Page 122 of The Chain
A thick sea fog is rolling in from the Atlantic. Ominous pathetic-fallacy weather.
At eleven forty-five, a text comes through to Rachel’s burner phone.
If you are receiving this text, it means I have been compromised or incapacitated. Most likely I am dead. I am sending you a link to a place where you can anonymously download the hunter-killer app for phone communications and text messages. A reminder: The longer you are in direct communication, the closer you will get to finding who you are talking to, so if you choose to use it, keep them talking as long as you can. I was not able to get the app to work properly with Wickr or Kik or other encrypted apps.If they communicate with you that way, it will not work properly. Maybe version 2.0 if I’m still alive. Good luck.

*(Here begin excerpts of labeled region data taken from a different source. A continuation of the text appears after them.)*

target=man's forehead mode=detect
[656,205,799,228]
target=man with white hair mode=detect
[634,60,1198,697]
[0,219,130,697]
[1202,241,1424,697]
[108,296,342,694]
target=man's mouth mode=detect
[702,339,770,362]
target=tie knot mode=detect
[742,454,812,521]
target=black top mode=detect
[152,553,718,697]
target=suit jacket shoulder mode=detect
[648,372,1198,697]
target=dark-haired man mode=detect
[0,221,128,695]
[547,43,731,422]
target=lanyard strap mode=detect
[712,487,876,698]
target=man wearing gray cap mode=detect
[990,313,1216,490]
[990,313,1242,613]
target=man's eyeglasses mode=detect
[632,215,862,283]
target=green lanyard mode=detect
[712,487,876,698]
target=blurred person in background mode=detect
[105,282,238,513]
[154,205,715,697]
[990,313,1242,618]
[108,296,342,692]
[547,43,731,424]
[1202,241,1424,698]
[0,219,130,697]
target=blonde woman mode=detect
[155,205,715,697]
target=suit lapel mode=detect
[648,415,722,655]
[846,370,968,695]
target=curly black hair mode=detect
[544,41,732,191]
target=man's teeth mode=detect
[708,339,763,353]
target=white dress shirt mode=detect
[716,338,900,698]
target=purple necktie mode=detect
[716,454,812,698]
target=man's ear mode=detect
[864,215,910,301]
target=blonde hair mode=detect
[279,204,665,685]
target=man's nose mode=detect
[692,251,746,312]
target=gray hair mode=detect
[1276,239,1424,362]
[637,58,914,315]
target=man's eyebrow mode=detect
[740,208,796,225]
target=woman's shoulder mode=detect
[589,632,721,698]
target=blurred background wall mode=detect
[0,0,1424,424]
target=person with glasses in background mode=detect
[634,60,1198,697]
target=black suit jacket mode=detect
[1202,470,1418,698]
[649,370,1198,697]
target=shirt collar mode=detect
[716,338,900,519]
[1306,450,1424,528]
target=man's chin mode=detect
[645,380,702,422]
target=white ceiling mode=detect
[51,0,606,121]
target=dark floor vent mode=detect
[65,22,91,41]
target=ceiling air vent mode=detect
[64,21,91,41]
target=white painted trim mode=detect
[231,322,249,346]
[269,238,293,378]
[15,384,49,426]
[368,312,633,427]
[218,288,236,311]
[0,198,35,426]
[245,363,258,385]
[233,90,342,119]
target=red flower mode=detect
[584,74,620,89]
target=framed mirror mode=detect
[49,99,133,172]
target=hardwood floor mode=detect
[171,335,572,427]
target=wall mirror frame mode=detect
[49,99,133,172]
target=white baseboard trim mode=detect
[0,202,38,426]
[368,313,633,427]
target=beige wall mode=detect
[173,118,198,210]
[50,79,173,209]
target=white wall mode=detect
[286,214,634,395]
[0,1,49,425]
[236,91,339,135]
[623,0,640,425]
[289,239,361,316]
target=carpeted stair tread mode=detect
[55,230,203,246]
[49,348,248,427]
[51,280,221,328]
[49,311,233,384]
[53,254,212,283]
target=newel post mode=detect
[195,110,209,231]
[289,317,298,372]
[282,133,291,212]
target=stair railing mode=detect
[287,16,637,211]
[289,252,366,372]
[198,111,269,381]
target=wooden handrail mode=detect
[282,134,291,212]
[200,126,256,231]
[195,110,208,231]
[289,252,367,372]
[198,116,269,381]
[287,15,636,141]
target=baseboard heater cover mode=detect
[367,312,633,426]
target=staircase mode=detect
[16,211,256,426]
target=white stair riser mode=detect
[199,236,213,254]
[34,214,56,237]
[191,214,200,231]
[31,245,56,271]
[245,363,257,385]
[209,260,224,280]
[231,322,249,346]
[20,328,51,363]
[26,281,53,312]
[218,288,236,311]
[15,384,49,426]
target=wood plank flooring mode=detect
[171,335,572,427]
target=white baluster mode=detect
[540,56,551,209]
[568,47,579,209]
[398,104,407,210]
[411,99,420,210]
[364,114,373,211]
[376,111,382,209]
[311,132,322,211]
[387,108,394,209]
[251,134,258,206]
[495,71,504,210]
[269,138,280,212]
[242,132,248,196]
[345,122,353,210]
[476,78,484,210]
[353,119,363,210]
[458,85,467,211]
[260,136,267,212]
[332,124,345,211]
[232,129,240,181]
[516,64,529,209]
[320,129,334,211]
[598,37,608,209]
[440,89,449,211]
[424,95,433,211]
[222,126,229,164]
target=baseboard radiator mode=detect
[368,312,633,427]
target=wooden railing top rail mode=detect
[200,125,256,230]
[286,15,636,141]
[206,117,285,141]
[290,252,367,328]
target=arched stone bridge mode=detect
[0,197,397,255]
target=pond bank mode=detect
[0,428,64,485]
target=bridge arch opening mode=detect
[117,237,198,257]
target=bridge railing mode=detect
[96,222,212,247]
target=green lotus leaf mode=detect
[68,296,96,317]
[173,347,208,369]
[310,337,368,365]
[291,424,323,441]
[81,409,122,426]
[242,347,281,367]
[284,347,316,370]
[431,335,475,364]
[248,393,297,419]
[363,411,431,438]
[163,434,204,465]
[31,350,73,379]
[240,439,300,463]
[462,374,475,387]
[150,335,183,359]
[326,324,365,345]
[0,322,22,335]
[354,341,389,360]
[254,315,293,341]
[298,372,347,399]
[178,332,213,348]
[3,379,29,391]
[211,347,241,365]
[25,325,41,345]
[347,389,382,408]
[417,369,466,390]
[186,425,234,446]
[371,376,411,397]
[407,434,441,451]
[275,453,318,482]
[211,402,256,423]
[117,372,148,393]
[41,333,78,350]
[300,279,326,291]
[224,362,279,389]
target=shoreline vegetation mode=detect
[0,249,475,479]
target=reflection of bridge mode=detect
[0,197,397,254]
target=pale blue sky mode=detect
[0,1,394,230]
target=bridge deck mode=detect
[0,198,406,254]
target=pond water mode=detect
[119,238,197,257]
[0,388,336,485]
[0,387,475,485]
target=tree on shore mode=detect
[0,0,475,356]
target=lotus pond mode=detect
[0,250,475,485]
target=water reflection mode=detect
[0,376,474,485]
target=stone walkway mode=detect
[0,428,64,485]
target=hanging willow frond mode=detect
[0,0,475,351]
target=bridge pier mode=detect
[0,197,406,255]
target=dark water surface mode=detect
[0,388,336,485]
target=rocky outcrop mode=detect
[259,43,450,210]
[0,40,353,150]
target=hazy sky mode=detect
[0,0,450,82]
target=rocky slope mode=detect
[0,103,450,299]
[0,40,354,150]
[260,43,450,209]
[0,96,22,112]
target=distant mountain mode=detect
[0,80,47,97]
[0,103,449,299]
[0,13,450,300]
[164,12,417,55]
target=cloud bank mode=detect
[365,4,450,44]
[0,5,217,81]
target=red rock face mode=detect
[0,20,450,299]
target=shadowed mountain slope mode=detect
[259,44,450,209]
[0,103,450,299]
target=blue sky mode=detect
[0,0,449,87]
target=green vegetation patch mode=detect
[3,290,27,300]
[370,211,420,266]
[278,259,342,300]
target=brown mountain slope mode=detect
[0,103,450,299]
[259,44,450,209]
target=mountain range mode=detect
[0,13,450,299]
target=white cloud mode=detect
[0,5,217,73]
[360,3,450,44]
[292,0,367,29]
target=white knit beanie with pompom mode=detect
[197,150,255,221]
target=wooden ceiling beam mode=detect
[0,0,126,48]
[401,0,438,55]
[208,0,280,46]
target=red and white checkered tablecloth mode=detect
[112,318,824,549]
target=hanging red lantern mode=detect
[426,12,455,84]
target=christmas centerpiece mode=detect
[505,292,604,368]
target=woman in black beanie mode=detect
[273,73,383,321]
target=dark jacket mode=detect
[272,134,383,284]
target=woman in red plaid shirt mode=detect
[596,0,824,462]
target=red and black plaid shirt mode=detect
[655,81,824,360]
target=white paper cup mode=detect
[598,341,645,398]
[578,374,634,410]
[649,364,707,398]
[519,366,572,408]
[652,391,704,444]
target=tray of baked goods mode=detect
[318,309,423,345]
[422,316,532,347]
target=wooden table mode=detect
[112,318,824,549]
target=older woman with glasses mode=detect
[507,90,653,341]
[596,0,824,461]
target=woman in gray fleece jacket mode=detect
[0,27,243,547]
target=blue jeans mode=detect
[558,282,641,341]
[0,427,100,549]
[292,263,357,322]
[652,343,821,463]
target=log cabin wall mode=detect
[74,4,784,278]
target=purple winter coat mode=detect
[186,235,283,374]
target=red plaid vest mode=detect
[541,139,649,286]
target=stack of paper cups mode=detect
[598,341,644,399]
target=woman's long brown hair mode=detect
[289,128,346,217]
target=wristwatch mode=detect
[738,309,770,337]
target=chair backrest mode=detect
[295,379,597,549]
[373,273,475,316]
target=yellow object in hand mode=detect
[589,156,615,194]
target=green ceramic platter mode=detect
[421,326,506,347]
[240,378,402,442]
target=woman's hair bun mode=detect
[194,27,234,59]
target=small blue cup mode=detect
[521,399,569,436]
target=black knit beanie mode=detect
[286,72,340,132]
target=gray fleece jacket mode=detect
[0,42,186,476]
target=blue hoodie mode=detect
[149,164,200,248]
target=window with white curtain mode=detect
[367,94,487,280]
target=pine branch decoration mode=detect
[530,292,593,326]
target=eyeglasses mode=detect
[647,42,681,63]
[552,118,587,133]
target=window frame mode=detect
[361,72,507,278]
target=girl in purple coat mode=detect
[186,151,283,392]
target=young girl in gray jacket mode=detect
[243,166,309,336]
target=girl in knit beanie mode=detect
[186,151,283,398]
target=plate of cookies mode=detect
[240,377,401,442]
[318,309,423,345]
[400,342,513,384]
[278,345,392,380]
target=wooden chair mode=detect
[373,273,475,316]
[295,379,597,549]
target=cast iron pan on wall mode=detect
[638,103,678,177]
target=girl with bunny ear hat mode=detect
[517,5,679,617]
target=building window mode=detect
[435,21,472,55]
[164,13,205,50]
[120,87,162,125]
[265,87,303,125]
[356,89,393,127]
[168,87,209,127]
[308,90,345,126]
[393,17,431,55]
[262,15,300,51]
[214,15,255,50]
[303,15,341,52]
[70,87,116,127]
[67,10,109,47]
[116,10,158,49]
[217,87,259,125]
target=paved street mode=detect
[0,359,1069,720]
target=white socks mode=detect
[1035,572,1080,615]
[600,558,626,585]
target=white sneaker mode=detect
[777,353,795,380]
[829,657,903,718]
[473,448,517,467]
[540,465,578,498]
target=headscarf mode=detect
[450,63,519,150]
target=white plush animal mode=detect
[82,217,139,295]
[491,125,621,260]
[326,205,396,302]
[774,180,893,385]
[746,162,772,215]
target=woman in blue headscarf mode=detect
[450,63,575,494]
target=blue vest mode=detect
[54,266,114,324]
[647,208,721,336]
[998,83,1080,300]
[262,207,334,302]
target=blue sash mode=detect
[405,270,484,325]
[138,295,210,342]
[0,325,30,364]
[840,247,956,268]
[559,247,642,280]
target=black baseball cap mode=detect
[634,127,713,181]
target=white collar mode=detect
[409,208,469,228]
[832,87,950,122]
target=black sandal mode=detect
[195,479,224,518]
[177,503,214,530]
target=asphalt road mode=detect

The next text is a link to a site where they can download Erik’s application.
She shows the message to Pete and turns on the TV news.
It takes another forty-five minutes for the news to hit WBZ Boston.
“An MIT professor was murdered this morning. Erik Lonnrott was shot three times at his home…”
The report goes on to say that there were no witnesses to the incident. The police’s working theory is that this was a robbery gone wrong, as the house appeared to have been ransacked and various items were apparently stolen.
“He wrote my name in his notebook,” Rachel says.
63
Afew weeks after Cheryl’s death, Tom promises the kids a new start. He’s a changed man and a better man, he says. He’s going to book that trip to Disneyland. He’s going to work less. He’s going to make them the focus of his life.
The better-man shtick is convincing for about ten days. Then something at work annoys him and he stops at a bar on the way home.
The bar becomes a regular watering hole on his drive back from the FBI.
One night he meets someone at the bar and doesn’t come home at all.
Oliver and Margaret don’t mind.
They’re self-reliant. Oliver spends much of his time on his home computer. Margaret is still reading a lot. Detective novels and romances are her favorites. She’s writing too. Anonymous letters.
A boy she liked asked another girl to the school disco.
The girl got a letter that convinced her not to go to the disco.
The teacher who gave her an F got a letter threatening to expose his secret. It was an old trick she’d read in a Mark Twain book, but the teacher came in the next day as pale as a ghost.
Margaret has another project she’s working on. She spends a lot of time copying and perfecting her father’s handwriting.
On the one-year anniversary of Cheryl’s death, Tom comes home drunk.
The kids can hear him downstairs in a royal rage about something.
They wait trembling in their bedroom for Tom to come crashing up the stairs.
They don’t have to wait long.
Stomp, stomp, stomp, stomp.
The bedroom door is kicked open.
“Where’s the meat loaf?” he says, which is such a silly line that Margaret almost giggles.
He turns the light on and the laughs evaporate. Tom has taken off his belt.
Tom had asked Margaret to save him some of the meat loaf, but she and Oliver finished it. There was nothing else in the refrigerator.
“Do you ever listen, you stupid little shit?” Tom says and he pulls her from the bed so hard that he dislocates her shoulder.